L’eredità dei poeti italiani
D’Achille ricorda che i grandi poeti italiani non solo hanno mantenuto viva la lingua della tradizione, ma hanno anche inventato nuove parole, divenendo veri e propri “onomaturghi”. «Dante ha creato moltissimi termini – spiega D’Achille – e lo stesso si può dire di Alfieri, che ha coniato parole come “odiosamato”. D’Annunzio, poi, ha lasciato un segno significativo introducendo vocaboli come “scudetto”, “velivolo” e persino il nome “Ornella”, inventato per un personaggio». Tuttavia, secondo D’Achille, la poesia non è più un modello di linguaggio come in passato. La letteratura contemporanea si è allontanata dal linguaggio poetico per vari motivi, un cambiamento che Pasolini aveva già previsto, sostenendo che l’italiano si sarebbe orientato verso un uso più funzionale, con meno elementi poetici. I giovani continuano a scrivere poesia, ma non rispettano più i modelli della tradizione poetica italiana.
«Chi scrive poesie – suggerisce D’Achille – farebbe meglio a leggere prima quelle della tradizione per evitare di creare versi che possono apparire ingenui». Oggi si guarda spesso ad autori contemporanei, anche in traduzione, il che può portare a un “sdoganamento” di parole meno raffinate e a una poesia diversa rispetto a quella tradizionale. Tuttavia, a volte anche questi nuovi stili poetici producono risultati interessanti.
Il valore di Dante
Quando gli viene chiesto quale poeta potrebbe avvicinare di più i giovani alla poesia, D’Achille risponde: «Voglio essere controcorrente: se fosse letto e spiegato bene, in Dante c’è tutto. Ci sono tutte le tematiche umane, seppur in chiave medievale, che però sono universali. Si parla di sofferenza, speranza, ambizione e della forza dell’uomo di oggi».

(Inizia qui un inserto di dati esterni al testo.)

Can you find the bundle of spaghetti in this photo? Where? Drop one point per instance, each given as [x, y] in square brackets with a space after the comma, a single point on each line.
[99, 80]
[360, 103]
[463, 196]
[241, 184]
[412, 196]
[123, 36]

L’evoluzione della lingua italiana
D’Achille rassicura che il cambiamento del linguaggio non è un fenomeno recente. «In passato – osserva – si usavano molto meno parole italiane perché si parlava principalmente in dialetto». Oggi, il lessico comune si è ampliato, mentre parole legate a oggetti in disuso, come “mangianastri” o “giradischi”, stanno scomparendo. La tecnologia ha inoltre introdotto molte innovazioni linguistiche: «Prima, per esempio, nelle stazioni ferroviarie si usavano termini come “rapido”, “direttissimo” e “accelerato”, mentre oggi si parla principalmente di “frecciarossa”, “alta velocità” e “intercity”», spiega D’Achille.

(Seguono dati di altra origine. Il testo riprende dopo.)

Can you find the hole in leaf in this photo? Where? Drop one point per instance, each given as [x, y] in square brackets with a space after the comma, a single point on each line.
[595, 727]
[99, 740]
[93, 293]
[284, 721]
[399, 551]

Anche i neologismi sono in crescita e si dividono in tre principali categorie: quelli creati tramite prefissi e suffissi, i neologismi semantici che danno nuovi significati a parole esistenti, e i neologismi esogeni, derivati da altre lingue. Questi termini nuovi emergono soprattutto in settori come economia, sport, spettacolo, moda e tecnologia. Tuttavia, conclude D’Achille, alcuni vocaboli legati alla vita quotidiana, come “camicia”, sono destinati a resistere, a meno che l’oggetto stesso non cada in disuso.